Makan merupakan salah satu kebutuhan dasar manusia untuk bisa hidup dan berkembang. Namun, jika kita melihat lebih jauh, makan juga memiliki makna spiritual yang terkait dengan ajaran Islam. Sebagai umat Muslim, kita diajarkan untuk menjalani hidup dengan penuh kesyukuran dan kebersamaan, kebermanfaatan, termasuk saat kita menyantap makanan.

Islam mengajarkan bahwa kita harus bersyukur atas nikmat makanan yang kita terima, karena setiap butir makanan yang kita makan berasal dan rezki dari Allah SWT. Sebagai contoh, Allah berfirman dalam Al-Qur’an surat Al-Baqarah ayat 172:

يَا أَيُّهَا الَّذِينَ آمَنُوا كُلُوا مِن طَيِّبَاتِ مَا رَزَقْنَاكُمْ وَاشْكُرُوا لِلَّهِ إِن كُنتُمْ إِيَّاهُ تَعْبُدُونَ

“Hai orang-orang yang beriman, makanlah di antara rezeki yang baik yang Kami berikan kepadamu dan bersyukurlah kepada Allah jika benar-benar kepada-Nya kamu menyembah.”

Makan hanya untuk merasa kenyang seringkali membuat kita melupakan bahwa kita harus bersyukur atas rezeki yang telah diberikan oleh Allah SWT. Dalam menjalani kehidupan sehari-hari, kita harus selalu mengingat bahwa makan bukan hanya untuk memenuhi kebutuhan fisik, melainkan juga untuk mengingat nikmat yang diberikan dan kewajiban yang dipinta oleh Allah SWT kepada kita.

Selain itu, Islam juga mengajarkan kita untuk makan dengan adab dan sopan santun yang baik.
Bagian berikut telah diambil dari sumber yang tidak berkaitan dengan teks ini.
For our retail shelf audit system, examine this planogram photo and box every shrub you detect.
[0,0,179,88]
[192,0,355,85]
Salah satu adab makan dalam Islam adalah memulai makan dengan menyebut nama Allah, yaitu dengan membaca Bismillah. Dengan demikian, kita mengakui bahwa segala nikmat yang kita terima berasal dari-Nya.
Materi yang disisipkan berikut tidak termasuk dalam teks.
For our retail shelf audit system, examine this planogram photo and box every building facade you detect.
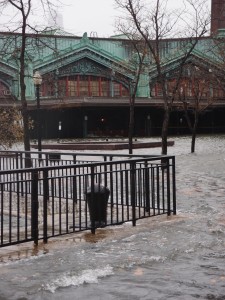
[0,0,225,138]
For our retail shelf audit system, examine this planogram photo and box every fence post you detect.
[166,159,171,216]
[31,170,38,245]
[43,170,49,243]
[89,166,95,234]
[130,162,136,226]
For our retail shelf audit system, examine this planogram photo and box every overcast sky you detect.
[61,0,117,37]
[0,0,211,37]
[57,0,211,37]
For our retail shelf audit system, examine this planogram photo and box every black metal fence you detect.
[0,152,176,247]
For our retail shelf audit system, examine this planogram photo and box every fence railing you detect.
[0,152,176,247]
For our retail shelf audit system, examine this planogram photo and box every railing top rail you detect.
[0,150,161,157]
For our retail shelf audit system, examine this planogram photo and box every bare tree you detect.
[115,0,210,154]
[177,63,217,153]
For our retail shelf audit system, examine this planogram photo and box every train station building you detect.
[0,0,225,138]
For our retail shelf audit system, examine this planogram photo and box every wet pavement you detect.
[0,135,225,300]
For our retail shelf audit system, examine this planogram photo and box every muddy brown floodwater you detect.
[0,135,225,300]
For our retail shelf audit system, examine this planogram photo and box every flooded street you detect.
[0,135,225,300]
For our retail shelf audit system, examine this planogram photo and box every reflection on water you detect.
[0,136,225,300]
Jika kita hanya makan untuk merasa kenyang, kita cenderung melupakan pentingnya menjaga kesehatan tubuh, kita sedikit lalai dengan sesama, dan terlebih lagi kita terlupa dengan tujuan besar kita sebagai manusia memberikan nilai manfaat sebesar-besarnya, ataupun lupa sebagai muslim untuk beribadah kepada Allah SWT. Islam mengajarkan kita untuk menjaga keseimbangan dalam makan, baik dari segi jenis makanan, kuantitas, maupun untuk apa.

Dalam menjalani kehidupan sebagai umat Muslim, kita harus selalu berusaha untuk melihat setiap aspek kehidupan, termasuk makan sebagai bagian dari ibadah dan cara mendekatkan diri kepada Allah SWT. Dengan demikian, kita akan merasakan keberkahan dan manfaat yang lebih besar dari setiap santapan yang kita nikmati.

Miqdam bin Ma’dikarib berkata: Aku mendengar Rasulullah Shallallahu ‘alaihi wa salam bersabda: “Manusia tidak memenuhi wadah yang buruk melebihi perut, cukup bagi manusia beberapa suapan (makanan) yang menegakkan tulang punggungnya, bila tidak bisa maka sepertiga untuk makanannya, sepertiga untuk minumnya dan sepertiga untuk nafasnya.” [Jami’ At-Tirmidzi 2302 Hasan Shahih]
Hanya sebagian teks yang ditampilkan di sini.